Regarding tea, instead of seeing the more traditional tea houses that once existed, you will see multiple bubble tea shops occupying every block. Bubble tea is the new tea culture of the younger generation. It keeps tea farms alive. However, the demand is for big quantities of low-grade loose leaf which is later to be mixed with large amounts of sugar and milk.

Artisanal tea crafters are unfortunately becoming more scarce. Bubble tea is fast and cheap, which makes it suitable for today’s fast-paced generation. Although lately there have also been a variety of bubble tea shops popping up emphasizing the importance of sourcing high-quality tea while supporting local farms. Accommodating the traditional types of quality tea to a faced-pace environment is a good way to keep the culture alive.


Drinking Taiwanese Teas

In Taiwan, both Chinese and Japanese influence are deeply rooted. This has played an interesting role in the tea culture. Even though the Taiwanese tea ceremony is essentially the Chinese gong fu cha ceremony, Japanese influence is not to be missed in the presence of traditional Japanese teaware and architecture influencing Taiwanese tea houses. It becomes an interesting mix of both cultures becoming something which is now solely Taiwanese.

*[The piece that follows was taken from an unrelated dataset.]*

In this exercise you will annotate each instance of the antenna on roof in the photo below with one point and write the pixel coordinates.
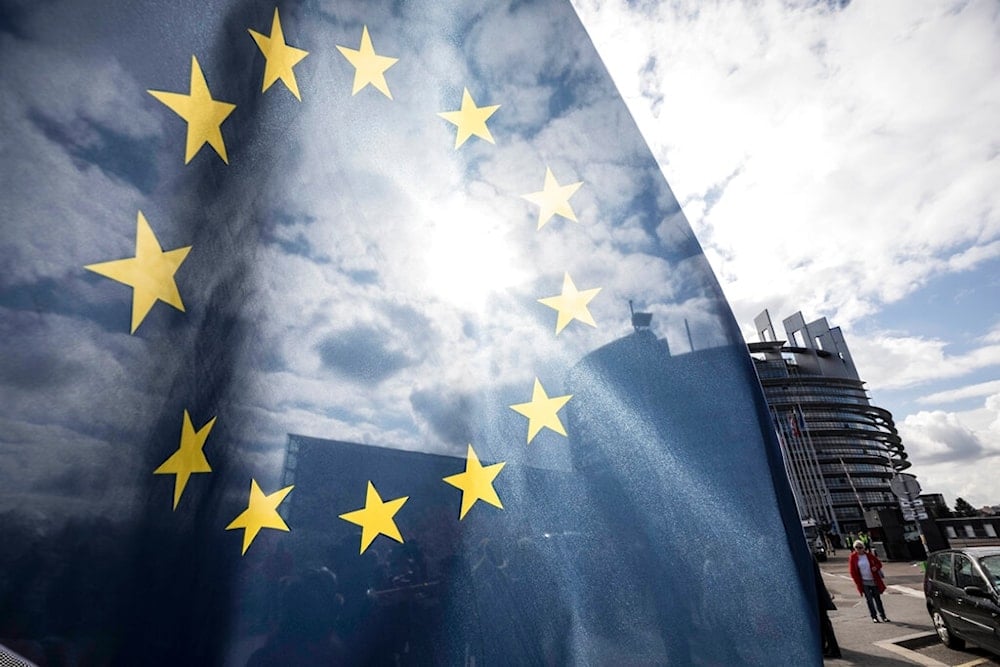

Similarly to the wagashi (sweets) offered in Japanese tea ceremonies, it is not uncommon to have Taiwanese snacks with your oolong. Some of the more popular options include traditional pineapple cakes and steamed rice flour cakes with osmanthus flowers.


It is true that Taiwanese tea culture is rapidly changing to suit the economy and the environments of the new generation. However, we remain grateful that we are still able to sit down and enjoy a long, peaceful gong fu cha tea ceremony with some of Taiwan’s finest Alishan Oolong. The serene environment of Taiwan’s tallest, foggy mountain remains unchanged. While sipping our tea, we acknowledge the hundreds of years long journey that tea went through, as well as the hard work of the tea farmers and their dedication to quality and tradition.